From: Bruce Lilly (blilly@erols.com)
Date: Tue Mar 23 2004 - 21:09:58 CST
Charles Lindsey wrote:
> In <405E8B63.6030900@erols.com> Bruce Lilly <blilly@erols.com> writes:
>
>
>>For more insight into what In-Reply-To adds, consider
>>http://users.erols.com/blilly/mparse/usefor/ref+irt.png
>>and
>>http://users.erols.com/blilly/mparse/usefor/ref-only.png
>
>
> Your examples are interesting, but your interpretation of them is
> incorrect.
You're being a bit presumptuous, since I came up with the example.
> You cannot say that they were constructed from the References with or
> without the aid if In-Reply-To without first defining how the protocol for
> constructing References headers had been extended to include the case
> where messages are allowed to be permitted to be followups to multiple
> messages (a case not recognixed by either RFC 1036 or RFC 2822).
RFC 2822 does explicitly address the case, but stops short of giving
rules for constructing References. In the example, each message's
References field has the following properties, which are consistent
with the rules for a response to a single message:
1. Each message which is an ancestor is mentioned
2. The last message-id is one of the immediate predecessors
Three methods were investigated for constructing such References
fields: a forward merge, a reverse merge, and a topological sort
of dependencies. All work; the topological sort is efficient but
requires that dependency information is known, the merges are
quadratic complexity but can be derived from the References fields
of the predecessors w/o any supplemental dependency information.
> any attempt to
> show the tree structure is boud to fail, because it isn't a tree.
The References field is only a list of nodes; it does not describe
the connecting (directed) edges. The only edge that can be inferred
from property #2 above is the edge from the last-mentioned message-id
in each message's References field to the message-id of the message
containing that References field.
> However, I mentioned earlier that there was a bug in the Zawinski
> algorithm (essentially, once it had discovered that the parent of C was P,
> it never went back to change that view, even if it found later evidence
> that there was an intermediate article between P and C).
Yes, there are a number of issues with that algorithm. Another is the
fact that multiple message-ids in In-Reply-To are ignored.
> (assuming that
> articles a and q had different Subjects, as is likely)

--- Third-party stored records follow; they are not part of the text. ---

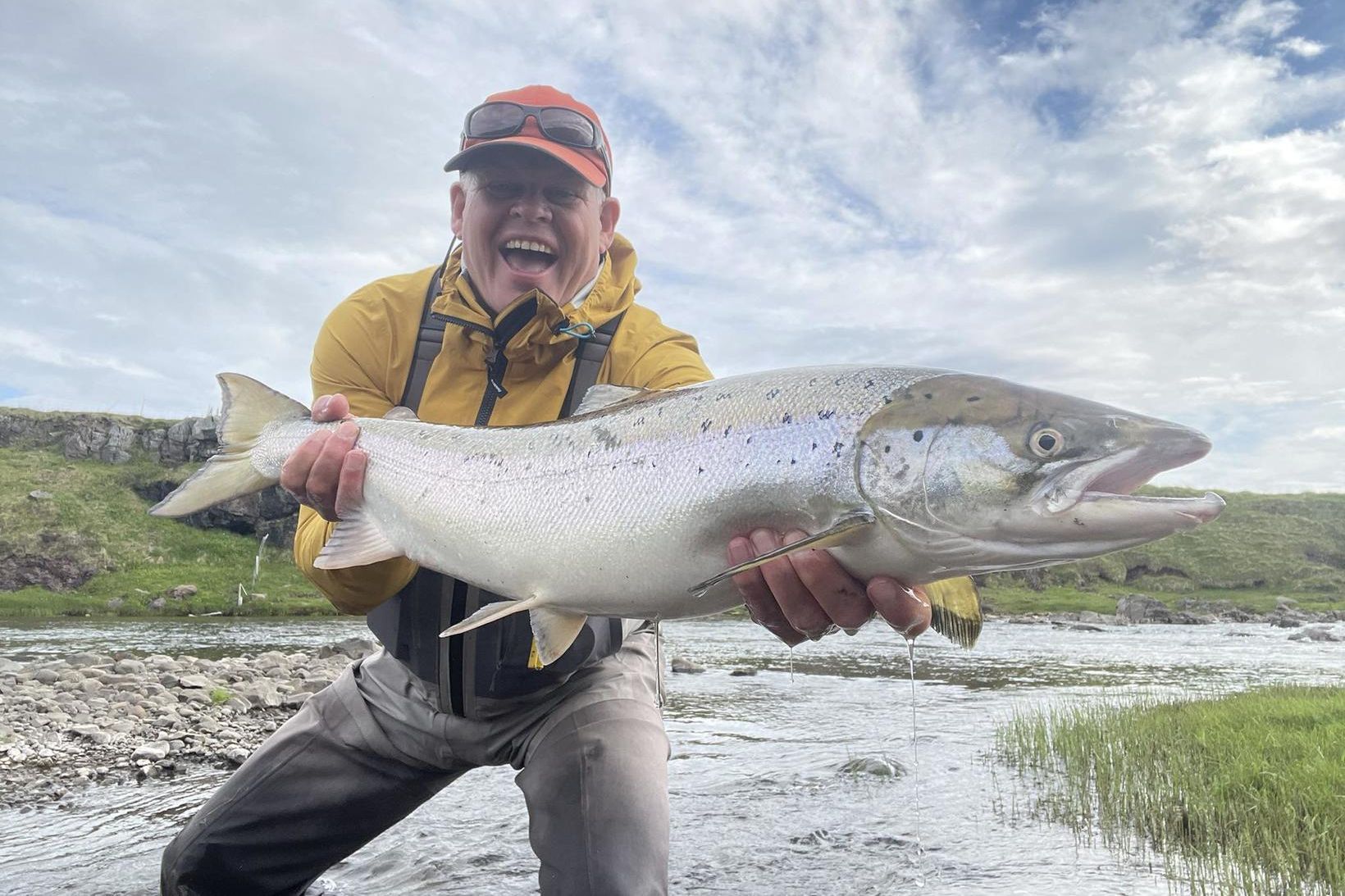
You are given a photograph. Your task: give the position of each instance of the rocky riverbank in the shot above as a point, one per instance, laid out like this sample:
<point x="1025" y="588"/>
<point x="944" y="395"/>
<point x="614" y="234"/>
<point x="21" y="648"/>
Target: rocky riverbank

Since the example was intended to demonstrate the information content
of In-Reply-To fields on dependencies (given availability of all
relevant messages), neither dates nor subjects were specified. With
availability of all messages (or some information in each message
documenting relationships constituting edges, since its References
field already lists all nodes which are ancestors), all information
needed to construct an accurate graph is available.
> If you fix the
> algorithm, then it would not have that problem and, moreover, it would
> linearize the whole thing so as not to appear as a tree when it wasn't.
The dependency graph is a general graph, not a linear list. The
fundamental problems are:
1. References gives no edge information
2. In-Reply-To gives partial edge information (only in-edges for
the message containing that field).
Problem 1 means that some supplementary information is required for
edges. Problem 2 means that multiple messages must be examined to
obtain all of the edge information. That isn't a big problem for
the issue of the draft, where the messages reside on a server which
constructs thread information and returns a representation of that
thread to a client. It is a big problem where the client has to
examine each message itself (e.g. via NNTP).

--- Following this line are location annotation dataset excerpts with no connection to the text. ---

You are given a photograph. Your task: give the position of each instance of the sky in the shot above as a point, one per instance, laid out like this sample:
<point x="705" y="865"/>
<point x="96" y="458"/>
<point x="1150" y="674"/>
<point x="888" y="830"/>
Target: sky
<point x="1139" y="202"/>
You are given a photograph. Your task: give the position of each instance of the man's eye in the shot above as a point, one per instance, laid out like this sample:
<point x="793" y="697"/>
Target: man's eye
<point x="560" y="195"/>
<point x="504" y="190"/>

One solution would be an additional header field to convey the edge
information for the nodes mentioned in the References field. So in
the example given, one might have a message:
Message-ID: <z>
References: <a> <q> <c> <r> <d> <s> <h> <t> <i> <u> <k> <j> <w> <v> <l> <x>
In-Reply-To: <l> <x>
Edges: 1 3 7 11 15; 1 5 9 11; 5 12 15; 2 4 8 14 16; 2 6 10 14; 6 13 16
where each semicolon-separated sequence in Edges lists a path
through directed edges of the corresponding message-ids in the
References field. So a is an immediate predecessor of c, c is
an immediate predecessor of h, etc. That contains all of the
information necessary to construct the entire dependency graph
without the need to examine any other messages.